I just wasted 5 minutes trying to find a link to post here. It was an article where two hackers decided to actually try out all the various hard disk destruction methods people postulate, with a view to making a remote self-destruct mechanism. They posted lots of photos of different things they tried, and an amusing write up of their escapades: they burned them with fire, attacked them with acid, masonry drills, other chemicals, almost maiming themselves and annihilating their garage a couple of times. If anyone could dregde up the URL for me I'd be most appreciative.
The article is likely about the talk "And That's How I Lost My Eye: Exploring Emergency Data Destruction" at DEFCON 19 [1]. A blog post [2] gives a quick overview, and the 50 minute talk [3] is very entertaining. There's no whitepaper, and I couldn't quickly find a more detailed article.

[1] https://www.defcon.org/html/links/dc-archives/dc-19-archive....

[2] http://www.sportsfirings.com/?p=4959

[3] http://www.youtube.com/watch?v=oXbq0BFzQQg

Thanks muchly.

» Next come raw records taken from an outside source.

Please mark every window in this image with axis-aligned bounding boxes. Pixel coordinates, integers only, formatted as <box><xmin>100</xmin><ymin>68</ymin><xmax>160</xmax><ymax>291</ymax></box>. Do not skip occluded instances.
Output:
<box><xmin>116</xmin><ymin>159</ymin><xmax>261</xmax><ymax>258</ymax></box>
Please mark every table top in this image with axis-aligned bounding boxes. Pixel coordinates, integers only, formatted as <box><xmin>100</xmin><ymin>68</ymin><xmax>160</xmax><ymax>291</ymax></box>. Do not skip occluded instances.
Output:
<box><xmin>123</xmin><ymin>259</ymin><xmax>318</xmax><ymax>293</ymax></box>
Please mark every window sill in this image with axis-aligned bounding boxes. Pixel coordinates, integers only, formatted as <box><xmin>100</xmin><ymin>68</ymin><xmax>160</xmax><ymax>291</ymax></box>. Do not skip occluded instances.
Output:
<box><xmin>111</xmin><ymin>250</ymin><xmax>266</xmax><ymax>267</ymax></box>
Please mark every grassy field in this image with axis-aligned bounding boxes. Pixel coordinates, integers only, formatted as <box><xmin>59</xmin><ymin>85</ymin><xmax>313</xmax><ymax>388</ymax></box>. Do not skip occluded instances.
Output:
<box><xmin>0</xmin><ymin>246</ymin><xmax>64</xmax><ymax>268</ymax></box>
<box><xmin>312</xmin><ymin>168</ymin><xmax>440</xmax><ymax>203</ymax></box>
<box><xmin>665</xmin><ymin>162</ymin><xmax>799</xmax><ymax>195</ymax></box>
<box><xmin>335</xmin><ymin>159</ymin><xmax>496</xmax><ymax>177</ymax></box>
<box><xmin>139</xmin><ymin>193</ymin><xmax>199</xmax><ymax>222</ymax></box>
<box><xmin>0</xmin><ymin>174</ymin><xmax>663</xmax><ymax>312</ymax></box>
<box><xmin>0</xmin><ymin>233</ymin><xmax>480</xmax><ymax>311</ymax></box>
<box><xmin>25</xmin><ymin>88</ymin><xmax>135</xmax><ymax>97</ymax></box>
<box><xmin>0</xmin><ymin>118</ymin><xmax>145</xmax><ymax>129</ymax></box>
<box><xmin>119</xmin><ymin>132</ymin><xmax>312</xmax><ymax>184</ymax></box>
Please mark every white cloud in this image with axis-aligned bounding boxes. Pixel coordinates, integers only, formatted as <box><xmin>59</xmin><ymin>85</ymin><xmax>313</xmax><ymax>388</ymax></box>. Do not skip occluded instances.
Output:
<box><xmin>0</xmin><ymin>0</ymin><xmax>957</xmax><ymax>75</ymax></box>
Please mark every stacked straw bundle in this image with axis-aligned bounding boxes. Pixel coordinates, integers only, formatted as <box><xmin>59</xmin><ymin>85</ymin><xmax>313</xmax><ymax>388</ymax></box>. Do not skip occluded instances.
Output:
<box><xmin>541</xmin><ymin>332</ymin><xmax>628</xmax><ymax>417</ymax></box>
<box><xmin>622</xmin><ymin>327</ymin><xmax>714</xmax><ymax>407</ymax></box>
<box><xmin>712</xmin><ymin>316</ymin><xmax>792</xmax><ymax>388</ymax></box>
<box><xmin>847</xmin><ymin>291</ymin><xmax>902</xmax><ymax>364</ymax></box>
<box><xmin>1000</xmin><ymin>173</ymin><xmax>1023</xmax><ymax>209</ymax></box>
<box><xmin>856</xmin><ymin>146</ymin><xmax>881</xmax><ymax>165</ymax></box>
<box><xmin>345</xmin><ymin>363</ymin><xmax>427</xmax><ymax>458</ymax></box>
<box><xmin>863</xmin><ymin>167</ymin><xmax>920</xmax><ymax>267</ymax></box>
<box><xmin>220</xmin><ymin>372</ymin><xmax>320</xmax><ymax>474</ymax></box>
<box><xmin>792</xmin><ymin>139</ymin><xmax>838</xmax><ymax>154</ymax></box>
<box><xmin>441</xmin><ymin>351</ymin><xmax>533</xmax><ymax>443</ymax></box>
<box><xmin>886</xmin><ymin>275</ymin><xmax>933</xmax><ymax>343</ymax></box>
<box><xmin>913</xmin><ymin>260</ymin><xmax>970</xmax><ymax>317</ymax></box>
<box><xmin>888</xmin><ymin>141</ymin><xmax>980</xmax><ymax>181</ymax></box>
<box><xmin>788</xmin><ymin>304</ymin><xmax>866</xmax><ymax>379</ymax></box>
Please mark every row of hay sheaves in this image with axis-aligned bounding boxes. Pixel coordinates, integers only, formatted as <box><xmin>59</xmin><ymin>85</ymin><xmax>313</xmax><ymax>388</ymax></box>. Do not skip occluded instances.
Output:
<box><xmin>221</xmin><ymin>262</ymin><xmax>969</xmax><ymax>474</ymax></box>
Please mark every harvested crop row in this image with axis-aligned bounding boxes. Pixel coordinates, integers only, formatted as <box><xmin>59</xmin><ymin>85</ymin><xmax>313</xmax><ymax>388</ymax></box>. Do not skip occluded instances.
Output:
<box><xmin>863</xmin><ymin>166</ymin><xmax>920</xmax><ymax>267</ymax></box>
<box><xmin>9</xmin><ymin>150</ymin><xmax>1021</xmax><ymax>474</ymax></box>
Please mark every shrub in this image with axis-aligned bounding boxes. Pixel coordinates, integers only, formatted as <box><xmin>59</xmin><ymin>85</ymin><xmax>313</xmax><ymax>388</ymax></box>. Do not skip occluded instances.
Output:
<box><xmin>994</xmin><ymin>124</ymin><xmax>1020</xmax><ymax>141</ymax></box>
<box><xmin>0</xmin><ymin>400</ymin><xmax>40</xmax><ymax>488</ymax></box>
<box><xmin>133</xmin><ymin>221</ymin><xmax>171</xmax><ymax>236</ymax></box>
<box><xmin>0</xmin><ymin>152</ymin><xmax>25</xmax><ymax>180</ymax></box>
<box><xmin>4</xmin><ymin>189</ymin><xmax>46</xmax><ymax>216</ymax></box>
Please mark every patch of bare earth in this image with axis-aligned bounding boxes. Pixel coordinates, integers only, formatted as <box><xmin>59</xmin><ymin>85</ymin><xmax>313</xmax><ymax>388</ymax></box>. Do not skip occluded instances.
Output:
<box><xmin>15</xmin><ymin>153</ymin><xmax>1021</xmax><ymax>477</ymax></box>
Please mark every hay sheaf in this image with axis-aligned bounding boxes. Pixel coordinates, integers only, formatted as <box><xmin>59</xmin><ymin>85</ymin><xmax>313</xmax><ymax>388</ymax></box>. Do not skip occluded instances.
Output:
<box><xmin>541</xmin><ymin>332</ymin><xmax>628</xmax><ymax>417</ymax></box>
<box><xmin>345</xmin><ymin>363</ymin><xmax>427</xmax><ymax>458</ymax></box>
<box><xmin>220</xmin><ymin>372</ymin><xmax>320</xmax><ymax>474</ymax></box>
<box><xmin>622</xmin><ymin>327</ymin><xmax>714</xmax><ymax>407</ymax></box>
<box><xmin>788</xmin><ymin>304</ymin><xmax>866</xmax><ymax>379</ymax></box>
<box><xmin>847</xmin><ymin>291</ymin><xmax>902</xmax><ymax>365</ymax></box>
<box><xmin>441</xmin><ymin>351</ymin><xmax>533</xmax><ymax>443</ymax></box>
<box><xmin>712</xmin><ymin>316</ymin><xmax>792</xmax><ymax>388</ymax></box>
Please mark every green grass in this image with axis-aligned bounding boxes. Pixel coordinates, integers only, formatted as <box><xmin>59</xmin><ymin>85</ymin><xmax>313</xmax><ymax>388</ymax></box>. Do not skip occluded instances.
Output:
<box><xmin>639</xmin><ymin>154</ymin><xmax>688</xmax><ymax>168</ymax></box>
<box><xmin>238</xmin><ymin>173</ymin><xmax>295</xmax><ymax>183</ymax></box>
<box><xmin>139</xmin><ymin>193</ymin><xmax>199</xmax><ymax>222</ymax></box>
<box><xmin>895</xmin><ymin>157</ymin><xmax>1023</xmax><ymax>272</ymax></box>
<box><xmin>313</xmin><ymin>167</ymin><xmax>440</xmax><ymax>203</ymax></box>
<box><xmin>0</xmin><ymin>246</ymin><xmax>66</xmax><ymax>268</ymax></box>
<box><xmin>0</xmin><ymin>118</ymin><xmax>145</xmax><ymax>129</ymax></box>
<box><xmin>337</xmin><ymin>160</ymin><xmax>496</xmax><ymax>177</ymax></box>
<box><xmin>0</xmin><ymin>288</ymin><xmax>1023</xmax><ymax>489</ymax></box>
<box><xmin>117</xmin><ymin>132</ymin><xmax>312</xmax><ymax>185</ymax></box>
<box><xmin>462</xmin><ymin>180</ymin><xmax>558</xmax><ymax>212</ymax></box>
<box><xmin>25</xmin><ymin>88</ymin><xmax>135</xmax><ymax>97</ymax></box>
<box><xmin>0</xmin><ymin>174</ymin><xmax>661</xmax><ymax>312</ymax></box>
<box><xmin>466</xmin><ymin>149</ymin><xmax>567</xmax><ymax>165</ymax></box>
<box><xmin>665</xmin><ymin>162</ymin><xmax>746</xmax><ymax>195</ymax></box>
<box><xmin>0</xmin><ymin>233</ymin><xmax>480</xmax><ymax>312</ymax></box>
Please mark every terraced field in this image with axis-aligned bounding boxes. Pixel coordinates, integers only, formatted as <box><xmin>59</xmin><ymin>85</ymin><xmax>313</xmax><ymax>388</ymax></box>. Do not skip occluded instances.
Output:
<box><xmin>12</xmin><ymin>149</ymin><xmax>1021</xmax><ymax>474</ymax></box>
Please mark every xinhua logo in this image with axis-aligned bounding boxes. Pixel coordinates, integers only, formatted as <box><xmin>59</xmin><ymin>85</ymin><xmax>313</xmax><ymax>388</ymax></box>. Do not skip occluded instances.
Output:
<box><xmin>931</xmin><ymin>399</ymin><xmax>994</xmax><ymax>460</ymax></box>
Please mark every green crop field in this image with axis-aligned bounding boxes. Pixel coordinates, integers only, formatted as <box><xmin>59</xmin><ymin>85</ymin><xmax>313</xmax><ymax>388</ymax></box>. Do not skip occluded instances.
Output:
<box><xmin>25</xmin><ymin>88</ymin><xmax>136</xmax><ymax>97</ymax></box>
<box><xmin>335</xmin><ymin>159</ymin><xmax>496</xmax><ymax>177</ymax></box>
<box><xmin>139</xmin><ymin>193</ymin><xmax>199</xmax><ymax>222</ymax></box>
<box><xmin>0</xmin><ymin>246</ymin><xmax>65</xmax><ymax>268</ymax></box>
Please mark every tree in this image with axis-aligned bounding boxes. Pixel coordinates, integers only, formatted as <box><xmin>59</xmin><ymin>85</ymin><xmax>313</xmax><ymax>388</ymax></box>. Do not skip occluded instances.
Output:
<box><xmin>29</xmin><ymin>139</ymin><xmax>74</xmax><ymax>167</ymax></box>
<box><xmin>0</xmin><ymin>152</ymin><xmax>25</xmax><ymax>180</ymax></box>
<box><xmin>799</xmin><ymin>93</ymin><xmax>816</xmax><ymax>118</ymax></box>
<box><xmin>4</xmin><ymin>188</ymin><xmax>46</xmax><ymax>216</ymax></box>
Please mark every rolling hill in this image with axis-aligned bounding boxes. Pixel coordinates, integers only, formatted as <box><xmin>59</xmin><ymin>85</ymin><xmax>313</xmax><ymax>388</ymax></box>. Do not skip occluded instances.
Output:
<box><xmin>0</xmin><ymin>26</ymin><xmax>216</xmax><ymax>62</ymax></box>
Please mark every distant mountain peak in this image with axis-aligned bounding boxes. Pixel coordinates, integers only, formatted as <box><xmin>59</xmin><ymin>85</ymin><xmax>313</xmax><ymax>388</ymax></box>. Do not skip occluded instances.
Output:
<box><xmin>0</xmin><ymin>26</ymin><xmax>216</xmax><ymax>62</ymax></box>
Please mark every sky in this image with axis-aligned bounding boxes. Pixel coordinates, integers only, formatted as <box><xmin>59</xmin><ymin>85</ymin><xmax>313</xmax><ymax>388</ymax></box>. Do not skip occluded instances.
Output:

I think it was probably the video that I saw.

EDIT: yep, it was. You should all watch it, it is most diverting.

Being a Chinese solution I sort of wished they just attached some fireworks. :(
Does this have an internal battery to ensure that the destruction is complete even if the power source is removed? Otherwise there's an obvious weakness: before raiding the house, cut the power: this will prevent the SSD user from being able to destroy their data.
I imagine if someone is serious enough to be using this, they'd be running a UPS too.